Minim pendidikan formal tak menyurutkan Saroji belajar
pemasaran. Dia kemudian menempuh metode pemasaran berjaringan. Saroji
menjalin kerja sama dengan sejumlah agen wisata dan pemerintah
setempat. Alhasil, kios purwaceng Saroji di kompleks Candi Arjuna
menjadi salah satu destinasi wajib wisatawan. Produknya pun diakui
menjadi salah satu oleh-oleh khas Dieng.
Konsep ini terbukti
ampuh menjaring konsumen. Seiring meningkatnya pesanan, Saroji mulai
merekrut karyawan untuk produk purwaceng yang diberi label Tri Sakti.
Tak hanya di bagian pengemasan dan pemasaran, Saroji juga memberdayakan
sejumlah petani Dieng untuk menanam purwaceng. Hasilnya diserap
industri rumahan milik Saroji.
Saroji kini dibantu 12 karyawan
memproduksi purwaceng dalam berbagai kemasan. Akar purwaceng dalam
botol dijual Rp 25.000 per botol. Untuk kemasan serbuk tersedia dalam
kemasan sachet berbagai aroma serta botol. Untuk satu sachet dengan
pilihan aroma teh, kopi, dan susu dijual dalam dos berisi 6 sachet Rp
25.000 per dos. Serbuk purwaceng murni tanpa rasa Rp 125.000 per botol.
Saroji
mengolah 5 kilogram purwaceng per bulan yang menghasilkan 10.000
kemasan kecil siap seduh. Produksi dilakukan seminggu sekali. Produk
dikirim ke Yogyakarta, Bandung, Jakarta, Surabaya, Makassar, dan Medan.

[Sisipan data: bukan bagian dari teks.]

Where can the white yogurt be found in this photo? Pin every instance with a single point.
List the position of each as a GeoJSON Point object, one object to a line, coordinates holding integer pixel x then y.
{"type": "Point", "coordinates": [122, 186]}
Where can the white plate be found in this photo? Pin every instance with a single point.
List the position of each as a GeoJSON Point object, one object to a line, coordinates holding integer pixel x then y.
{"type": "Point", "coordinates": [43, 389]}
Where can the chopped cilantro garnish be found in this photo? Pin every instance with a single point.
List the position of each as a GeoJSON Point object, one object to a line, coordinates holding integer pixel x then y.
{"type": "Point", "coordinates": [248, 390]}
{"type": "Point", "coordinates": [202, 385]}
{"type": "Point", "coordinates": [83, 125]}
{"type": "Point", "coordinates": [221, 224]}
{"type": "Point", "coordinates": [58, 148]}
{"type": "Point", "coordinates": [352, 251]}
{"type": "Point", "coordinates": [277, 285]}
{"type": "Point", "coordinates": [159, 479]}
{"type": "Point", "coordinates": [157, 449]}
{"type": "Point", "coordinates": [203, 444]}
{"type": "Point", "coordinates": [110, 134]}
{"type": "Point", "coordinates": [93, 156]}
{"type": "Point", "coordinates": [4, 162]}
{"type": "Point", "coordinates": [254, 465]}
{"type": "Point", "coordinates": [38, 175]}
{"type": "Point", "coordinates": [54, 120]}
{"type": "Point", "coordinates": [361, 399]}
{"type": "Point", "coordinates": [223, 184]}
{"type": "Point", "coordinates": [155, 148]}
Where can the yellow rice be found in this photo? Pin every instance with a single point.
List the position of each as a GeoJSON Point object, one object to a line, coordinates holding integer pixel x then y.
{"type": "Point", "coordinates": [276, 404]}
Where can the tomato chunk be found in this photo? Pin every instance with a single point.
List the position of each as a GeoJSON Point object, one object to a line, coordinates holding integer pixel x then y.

Selain itu. produk Tri Sakti pun sudah melanglang buana hingga Jerman,
Italia, dan Belanda.
”Kebanyakan pemesan luar negeri adalah
wisatawan yang pernah ke Dieng dan merasakan khasiat purwaceng.
Pesanannya bisa berdos-dos. Saya biasa menitipkan melalui agen-agen
travel,” ujar Saroji yang omzet penjualannya kini sekitar Rp 75 juta per
bulan.
Supaya lebih representatif, Saroji membangun toko
sekaligus tempat kerja di tepi jalan utama di sekitar kompleks Candi
Arjuna Dieng. Di tempat itu, wisatawan dimungkinkan menyaksikan proses
peracikan purwaceng dari awal hingga selesai.
Keberhasilan semacam
ini tak lantas menghentikan ide inovasi ayah empat anak ini. Saroji
masih menyimpan asa menyempurnakan kualitas kemasannya supaya setara
dengan kemasan kopi instan yang banyak di pasaran saat ini agar lebih
marketable kendati dia sadar butuh modal yang tak kecil untuk membeli
mesin pengemasan seperti itu.
Lewat tangan dingin Saroji,
Purwaceng yang awalnya hanya dianggap tanaman liar itu pun naik kasta
menjadi salah satu ikon wisata Dataran Tinggi Dieng. Dia yakin, suatu
saat gengsi tanaman ini akan dikenal di mancanegara sebagai
”ginseng”-nya Indonesia. ”Gingseng” ala Indonesia.